Reeves’ team dismissed the vaccines as “irrational.”

Reeves also sought to link Pressley to Biden, a deeply unpopular figure in conservative parts of the country, and figures such as Georgia’s Stacey Abrams, California Gov. Gavin Newsom, and Mississippi Rep. Bennie Thompson — whom Reeves described as “left-wing extremists.” “

Trump also waded in, saying in one video: “Joe Biden wants to appoint his nominee, and this is his nominee, Brandon Pressley, for governor of Mississippi. They own him.” [Presley] They will do what they want him to do.”

Presley downplayed the importance of any connection other than the joint party.

Photo: Mississippi Democratic gubernatorial candidate Brandon Pressley speaks to reporters, November 6, 2023, in Jackson, Miss.

Mississippi Democratic gubernatorial candidate Brandon Pressley speaks to reporters, November 6, 2023, in Jackson, Miss.

Rogelio V. Solis/AP

“This race is squarely about Mississippi, not about national issues — and quite frankly, I don’t need support,” he said when asked if he wanted to support Biden on the ground. “I can handle this race myself. I’m as disappointed in as many things in the Biden administration as the next person.”

Unlike many Democrats — with the exception of candidates like Hood and others in the South — Pressley supports significant restrictions on abortion. He supports the state’s current ban on all abortions except in cases of rape, incest and the life of the mother.

Pressley said he is “pro-life from the womb to the tomb. And I think we should also care about those seniors out there today who can’t afford medication — can’t get to a doctor.”

This is a smooth transition to an issue at the heart of his campaign, and on which he is closely aligned with other Democrats: expanding health care in the nation’s poorest state.

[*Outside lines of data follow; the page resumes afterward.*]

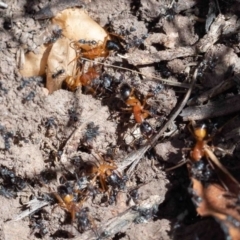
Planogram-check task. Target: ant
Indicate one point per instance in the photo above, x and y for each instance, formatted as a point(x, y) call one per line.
point(37, 224)
point(7, 193)
point(85, 79)
point(56, 34)
point(137, 107)
point(92, 131)
point(102, 170)
point(29, 97)
point(83, 219)
point(202, 150)
point(73, 116)
point(68, 201)
point(10, 179)
point(58, 73)
point(101, 50)
point(3, 88)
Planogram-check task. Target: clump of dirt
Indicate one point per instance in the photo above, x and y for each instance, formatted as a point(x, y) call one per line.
point(60, 139)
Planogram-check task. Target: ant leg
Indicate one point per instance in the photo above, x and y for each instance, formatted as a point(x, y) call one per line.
point(181, 163)
point(128, 109)
point(190, 126)
point(103, 183)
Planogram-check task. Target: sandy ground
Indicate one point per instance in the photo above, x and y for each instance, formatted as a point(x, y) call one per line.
point(36, 127)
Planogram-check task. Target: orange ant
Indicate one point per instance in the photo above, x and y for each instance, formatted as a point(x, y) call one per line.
point(83, 79)
point(202, 150)
point(102, 50)
point(67, 201)
point(137, 107)
point(200, 134)
point(102, 170)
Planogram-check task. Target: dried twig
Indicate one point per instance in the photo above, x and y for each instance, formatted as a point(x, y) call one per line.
point(134, 157)
point(205, 96)
point(122, 221)
point(32, 206)
point(164, 81)
point(212, 109)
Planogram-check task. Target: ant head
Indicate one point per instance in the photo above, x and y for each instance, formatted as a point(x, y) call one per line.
point(125, 91)
point(146, 129)
point(111, 45)
point(200, 132)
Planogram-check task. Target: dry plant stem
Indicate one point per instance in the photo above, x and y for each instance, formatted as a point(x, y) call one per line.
point(167, 82)
point(121, 222)
point(51, 10)
point(213, 109)
point(205, 96)
point(134, 157)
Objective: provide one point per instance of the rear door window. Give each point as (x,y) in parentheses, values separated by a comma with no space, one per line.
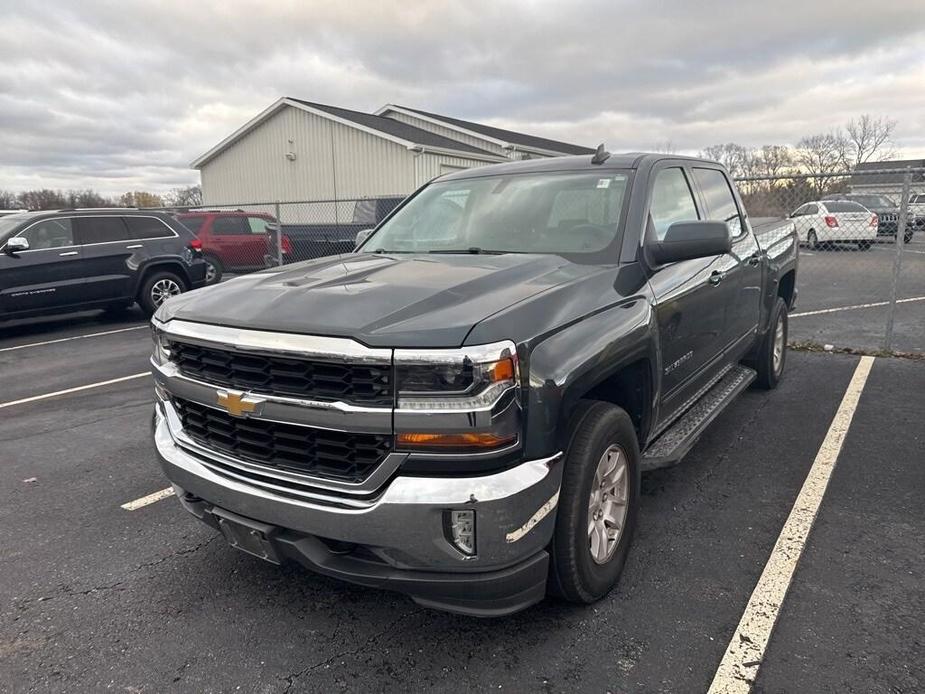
(717,195)
(672,201)
(230,226)
(89,230)
(147,228)
(49,233)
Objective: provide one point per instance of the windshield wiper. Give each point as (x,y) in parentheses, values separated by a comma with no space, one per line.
(472,250)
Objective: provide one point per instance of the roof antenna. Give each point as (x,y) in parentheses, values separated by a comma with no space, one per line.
(601,155)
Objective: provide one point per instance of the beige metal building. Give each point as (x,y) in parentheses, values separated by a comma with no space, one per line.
(298,151)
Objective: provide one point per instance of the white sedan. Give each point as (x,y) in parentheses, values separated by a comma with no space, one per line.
(825,222)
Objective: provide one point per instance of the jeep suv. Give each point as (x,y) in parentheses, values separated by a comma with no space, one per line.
(71,260)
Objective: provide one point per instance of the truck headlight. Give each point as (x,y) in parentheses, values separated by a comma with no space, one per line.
(458,401)
(161,350)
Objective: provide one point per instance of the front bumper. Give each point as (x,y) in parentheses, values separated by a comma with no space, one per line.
(397,540)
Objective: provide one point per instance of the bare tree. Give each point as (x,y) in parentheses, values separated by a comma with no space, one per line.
(190,196)
(822,154)
(869,139)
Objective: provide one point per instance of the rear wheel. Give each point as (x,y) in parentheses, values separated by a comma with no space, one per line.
(214,269)
(157,288)
(772,354)
(598,503)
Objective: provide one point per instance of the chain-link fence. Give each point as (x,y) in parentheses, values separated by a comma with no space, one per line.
(858,286)
(861,276)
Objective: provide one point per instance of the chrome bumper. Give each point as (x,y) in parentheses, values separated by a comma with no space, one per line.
(404,524)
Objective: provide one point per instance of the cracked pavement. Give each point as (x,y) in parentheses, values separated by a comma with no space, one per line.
(95,598)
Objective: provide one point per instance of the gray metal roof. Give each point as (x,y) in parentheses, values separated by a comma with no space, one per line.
(514,138)
(390,126)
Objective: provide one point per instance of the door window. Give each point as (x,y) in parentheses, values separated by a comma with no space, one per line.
(717,195)
(147,228)
(49,233)
(672,201)
(228,226)
(258,225)
(99,230)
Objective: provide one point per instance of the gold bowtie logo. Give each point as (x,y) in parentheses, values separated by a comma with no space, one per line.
(236,403)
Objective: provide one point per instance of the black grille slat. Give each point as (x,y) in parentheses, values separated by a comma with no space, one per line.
(357,383)
(344,456)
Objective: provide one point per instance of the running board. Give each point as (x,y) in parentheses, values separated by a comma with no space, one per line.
(670,447)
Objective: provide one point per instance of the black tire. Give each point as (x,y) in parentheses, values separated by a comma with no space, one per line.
(769,370)
(573,573)
(213,265)
(150,292)
(812,240)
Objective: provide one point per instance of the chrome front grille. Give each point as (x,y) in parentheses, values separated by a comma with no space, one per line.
(343,456)
(367,384)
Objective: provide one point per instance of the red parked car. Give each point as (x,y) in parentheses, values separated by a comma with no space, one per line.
(233,241)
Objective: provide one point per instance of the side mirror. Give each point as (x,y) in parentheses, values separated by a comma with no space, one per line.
(687,240)
(362,236)
(16,244)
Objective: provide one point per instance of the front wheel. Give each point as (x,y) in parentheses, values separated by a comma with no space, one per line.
(157,288)
(598,503)
(772,354)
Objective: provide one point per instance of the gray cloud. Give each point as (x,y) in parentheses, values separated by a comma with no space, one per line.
(124,96)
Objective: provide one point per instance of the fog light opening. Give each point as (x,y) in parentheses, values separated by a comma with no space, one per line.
(460,527)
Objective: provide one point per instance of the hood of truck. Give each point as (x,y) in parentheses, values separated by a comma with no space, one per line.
(392,300)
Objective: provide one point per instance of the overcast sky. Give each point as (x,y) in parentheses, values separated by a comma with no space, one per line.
(122,96)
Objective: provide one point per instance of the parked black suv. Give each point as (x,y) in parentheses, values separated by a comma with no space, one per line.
(66,260)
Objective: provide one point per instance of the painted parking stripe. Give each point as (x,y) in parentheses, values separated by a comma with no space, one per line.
(148,500)
(67,391)
(739,666)
(855,307)
(73,337)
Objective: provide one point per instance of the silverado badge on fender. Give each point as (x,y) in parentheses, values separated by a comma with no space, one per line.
(237,403)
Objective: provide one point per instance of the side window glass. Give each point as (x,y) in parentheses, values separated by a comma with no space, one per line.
(147,228)
(99,230)
(224,226)
(49,233)
(672,201)
(719,199)
(258,225)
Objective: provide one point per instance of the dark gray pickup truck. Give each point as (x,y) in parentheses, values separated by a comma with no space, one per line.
(461,409)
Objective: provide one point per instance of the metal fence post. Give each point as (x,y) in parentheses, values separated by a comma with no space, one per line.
(279,237)
(897,259)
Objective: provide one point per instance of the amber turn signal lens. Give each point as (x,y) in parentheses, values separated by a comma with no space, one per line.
(468,440)
(502,370)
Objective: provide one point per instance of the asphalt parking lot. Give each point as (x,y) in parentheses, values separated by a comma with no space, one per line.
(844,295)
(96,597)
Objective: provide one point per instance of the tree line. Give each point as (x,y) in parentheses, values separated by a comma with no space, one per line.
(859,141)
(48,199)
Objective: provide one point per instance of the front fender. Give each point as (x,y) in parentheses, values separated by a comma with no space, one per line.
(566,366)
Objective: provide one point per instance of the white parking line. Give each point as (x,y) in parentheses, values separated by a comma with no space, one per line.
(73,337)
(66,391)
(739,667)
(146,500)
(855,307)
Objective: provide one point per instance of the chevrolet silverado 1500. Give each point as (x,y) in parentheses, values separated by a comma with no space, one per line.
(461,409)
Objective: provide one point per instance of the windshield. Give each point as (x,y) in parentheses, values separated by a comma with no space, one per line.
(527,213)
(10,222)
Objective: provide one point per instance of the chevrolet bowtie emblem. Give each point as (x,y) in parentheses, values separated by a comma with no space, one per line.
(237,403)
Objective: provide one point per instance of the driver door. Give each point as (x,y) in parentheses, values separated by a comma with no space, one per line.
(47,276)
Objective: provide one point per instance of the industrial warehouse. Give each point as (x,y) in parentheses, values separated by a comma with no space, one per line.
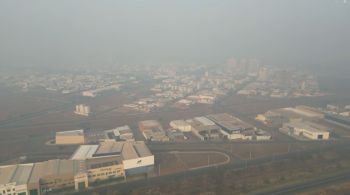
(220,127)
(89,164)
(305,129)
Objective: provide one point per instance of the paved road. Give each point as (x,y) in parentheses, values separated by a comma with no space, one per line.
(126,188)
(309,185)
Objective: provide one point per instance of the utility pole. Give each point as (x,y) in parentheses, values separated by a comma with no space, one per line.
(159,170)
(208,160)
(289,145)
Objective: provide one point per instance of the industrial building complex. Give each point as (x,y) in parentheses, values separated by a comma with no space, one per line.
(88,165)
(305,129)
(152,130)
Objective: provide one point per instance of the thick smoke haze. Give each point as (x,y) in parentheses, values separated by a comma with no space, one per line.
(312,33)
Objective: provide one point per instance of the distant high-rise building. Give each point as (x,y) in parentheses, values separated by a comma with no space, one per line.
(263,74)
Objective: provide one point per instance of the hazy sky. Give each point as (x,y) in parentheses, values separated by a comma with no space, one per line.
(53,32)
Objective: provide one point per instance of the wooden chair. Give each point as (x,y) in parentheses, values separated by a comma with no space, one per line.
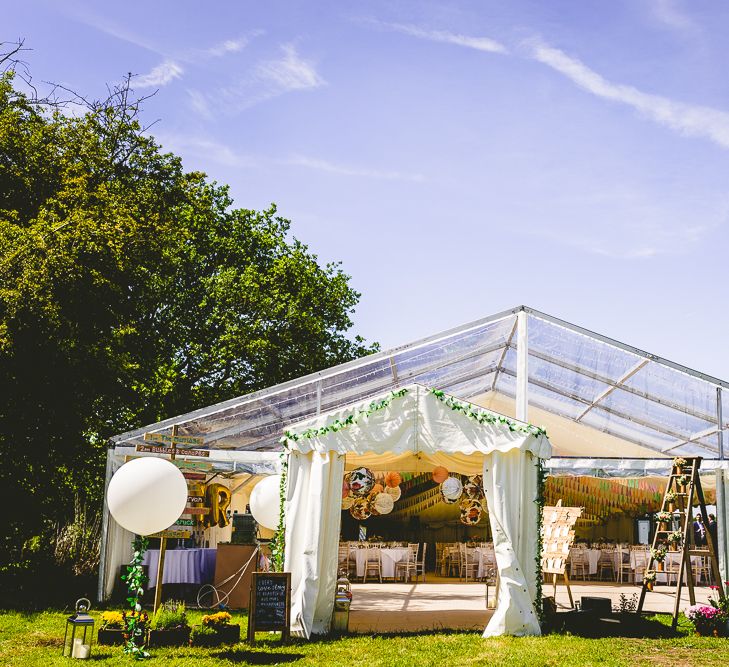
(469,563)
(420,564)
(407,567)
(373,563)
(623,555)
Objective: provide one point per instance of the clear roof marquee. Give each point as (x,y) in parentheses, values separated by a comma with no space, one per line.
(581,383)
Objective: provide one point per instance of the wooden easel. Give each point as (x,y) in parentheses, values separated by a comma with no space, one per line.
(558,536)
(684,506)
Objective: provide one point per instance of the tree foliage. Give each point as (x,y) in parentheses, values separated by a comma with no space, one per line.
(131,290)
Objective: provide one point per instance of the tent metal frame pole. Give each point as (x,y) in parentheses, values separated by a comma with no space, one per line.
(522,367)
(100,591)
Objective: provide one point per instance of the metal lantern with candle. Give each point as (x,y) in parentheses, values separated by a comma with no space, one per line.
(78,647)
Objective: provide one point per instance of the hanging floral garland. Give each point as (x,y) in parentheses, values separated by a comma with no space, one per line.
(136,619)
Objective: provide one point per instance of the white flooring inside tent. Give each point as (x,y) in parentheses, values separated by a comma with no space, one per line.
(442,603)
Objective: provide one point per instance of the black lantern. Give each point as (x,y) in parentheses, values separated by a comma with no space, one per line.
(77,647)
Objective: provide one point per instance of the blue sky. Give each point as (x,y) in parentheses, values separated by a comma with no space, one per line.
(458,158)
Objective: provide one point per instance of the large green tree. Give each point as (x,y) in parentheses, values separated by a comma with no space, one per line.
(131,290)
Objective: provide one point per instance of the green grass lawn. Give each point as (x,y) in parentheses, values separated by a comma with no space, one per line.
(35,639)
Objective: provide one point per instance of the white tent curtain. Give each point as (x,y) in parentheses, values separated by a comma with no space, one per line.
(415,421)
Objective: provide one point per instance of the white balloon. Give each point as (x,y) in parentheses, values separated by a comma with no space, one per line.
(264,501)
(147,495)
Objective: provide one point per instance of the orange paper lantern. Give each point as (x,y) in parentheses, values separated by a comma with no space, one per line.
(393,479)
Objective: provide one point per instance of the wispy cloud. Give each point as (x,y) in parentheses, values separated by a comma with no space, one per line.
(478,43)
(346,170)
(290,72)
(689,120)
(164,73)
(208,149)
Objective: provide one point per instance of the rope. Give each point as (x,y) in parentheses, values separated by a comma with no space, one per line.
(220,598)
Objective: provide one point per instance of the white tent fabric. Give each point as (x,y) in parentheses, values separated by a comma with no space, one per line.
(416,421)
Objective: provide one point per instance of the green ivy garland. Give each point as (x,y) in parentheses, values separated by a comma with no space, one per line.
(540,500)
(485,416)
(135,580)
(278,541)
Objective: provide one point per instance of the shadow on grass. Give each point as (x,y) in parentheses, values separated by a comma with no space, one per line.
(632,626)
(257,658)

He has consistently hit out at Reeves’ objection to expanding Medicaid coverage, a move that could significantly boost resources for the working poor and keep hospitals solvent. For his part, Reeves called this unacceptable growth for the state’s welfare and offered his own plan to increase hospital funding through taxes.

“At the end of the day, what we decided is that it doesn’t make sense for the people of Mississippi,” Reeves said in his debate with Pressley.

But Pressley’s support for Medicaid is convincing at least some voters across the aisle.

“I don’t want to drive two hours to Memphis so someone can work for me,” Chip Wood, a Republican alderman and former Reeves voter, told ABC News. “I want health care to be available here.” To support Pressley, Wood created “Let’s Go Brandon” posters, a satirical reference to how conservatives mock Biden.

Pressley enjoys cross-party support and said he believes members of the Republican Party are his “strongest supporters.”

His views on abortion also seem to make it more acceptable.

“If he was pro-choice, that would certainly write him off completely to a lot of people, myself included,” Wood said.

Will it be enough to muster the votes to do what no other statewide Democrat in Mississippi has done in decades?

If nothing else, Presley has his last name: Yes, he’s second cousins ​​to rock ‘n’ roll legend Elvis Presley — a fact he’s not ashamed of bringing up.

“I sure don’t think it hurts me,” Presley said of the relationship. He added, “He is widely loved in Mississippi among black Mississippians and white Mississippians…and I can tell you now: If he were alive today, he would vote for me.”